Из темноты вышел Том. Он смущенно посмотрел на всех нас, но я заметил в его взгляде и нечто другое — сожаление.
Мальчик сказал Хиллману:
— Почему ты не говорил мне? Все могло быть совсем по-другому.
— Все еще будет, — сказал Хиллман с наигранным оптимизмом. — А, сын?
Хиллман протянул руку к Тому и пошел к нему, но мальчик не позволил себя обнять, повернулся и вышел из комнаты. Нетвердыми шагами Хиллман последовал за ним. Я слышал, как они поднимались по лестнице: впереди Том, несколькими ступенями ниже Хиллман.

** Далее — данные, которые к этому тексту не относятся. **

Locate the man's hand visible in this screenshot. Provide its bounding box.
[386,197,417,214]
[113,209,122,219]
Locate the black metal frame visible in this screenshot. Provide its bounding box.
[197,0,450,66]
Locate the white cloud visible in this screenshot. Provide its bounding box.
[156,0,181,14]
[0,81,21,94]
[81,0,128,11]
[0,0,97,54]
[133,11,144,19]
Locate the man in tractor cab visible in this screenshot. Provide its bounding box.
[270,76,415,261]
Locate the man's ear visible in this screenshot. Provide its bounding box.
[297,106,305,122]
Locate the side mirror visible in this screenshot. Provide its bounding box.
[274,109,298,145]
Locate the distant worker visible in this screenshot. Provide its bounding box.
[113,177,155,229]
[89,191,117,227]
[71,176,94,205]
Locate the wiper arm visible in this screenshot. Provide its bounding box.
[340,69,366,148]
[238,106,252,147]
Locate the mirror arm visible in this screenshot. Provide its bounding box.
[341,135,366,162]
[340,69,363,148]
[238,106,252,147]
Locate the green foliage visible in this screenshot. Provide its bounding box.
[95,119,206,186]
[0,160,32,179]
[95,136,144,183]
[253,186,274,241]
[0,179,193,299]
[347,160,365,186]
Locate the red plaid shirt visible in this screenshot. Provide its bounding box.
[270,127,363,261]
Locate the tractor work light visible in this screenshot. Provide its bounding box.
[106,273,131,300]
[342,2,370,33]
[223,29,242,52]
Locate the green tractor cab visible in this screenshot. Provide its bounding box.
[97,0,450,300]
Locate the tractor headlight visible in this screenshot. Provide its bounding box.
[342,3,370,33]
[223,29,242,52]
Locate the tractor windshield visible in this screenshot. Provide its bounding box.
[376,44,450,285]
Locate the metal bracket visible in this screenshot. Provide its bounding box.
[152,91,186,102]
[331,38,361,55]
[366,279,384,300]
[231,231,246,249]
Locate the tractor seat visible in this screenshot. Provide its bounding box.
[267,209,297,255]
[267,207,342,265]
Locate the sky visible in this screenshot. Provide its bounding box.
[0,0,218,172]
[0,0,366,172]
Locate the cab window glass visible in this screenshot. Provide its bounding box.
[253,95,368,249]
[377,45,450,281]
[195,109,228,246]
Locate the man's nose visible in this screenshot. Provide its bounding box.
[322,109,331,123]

Неуверенно, словно освобождаясь от невидимого рабства, покинул свое место и Дик. Он вошел в нишу, и я услышал, как он готовит себе выпить.
Эллен Хиллман все еще думала о деньгах.
— Ну так как же, мистер Арчер? Сколько вы хотите?
Лицо ее было совершенно спокойно.
— Меня нельзя купить даже за все, что вы можете предложить.
— Тогда скажите, есть ли у вас хоть капля сострадания ко мне?
— Сострадания во мне вообще не так уж много.
— Я не прошу ничего особенного. Только разрешите мне провести еще одну ночь в своем доме.
— Что это вам даст?
— Очень много. Я буду откровенна с вами. Я довольно долго собирала снотворные таблетки...
— Как долго?
— Почти год. Я была в отчаянии, что...
— Вы могли бы воспользоваться ими и раньше.
— Вы имеете в виду до всего этого?
Волнообразным движением руки она обвела гостиную с таким видом, словно это была сцена, на которой только что была разыграна трагедия, и сейчас она была усеяна трупами.
— До всего этого, — повторил я.
— Но я не могла умереть, не зная правды. Я знала, что моя жизнь была пуста и бессмысленна. Я должна была найти причину этого.
— А сейчас она полна и обрела смысл?
— Сейчас переполнена, — ответила она. — Послушайте, Арчер. Я ведь была искренна с вами сегодня. Дайте мне в благодарность за это последний шанс. Я прошу только время, чтобы я смогла принять таблетки.
— Нет!
— Ведь вы мне кое-чем обязаны. Я помогла вам сегодня днем настолько, насколько у меня хватило смелости.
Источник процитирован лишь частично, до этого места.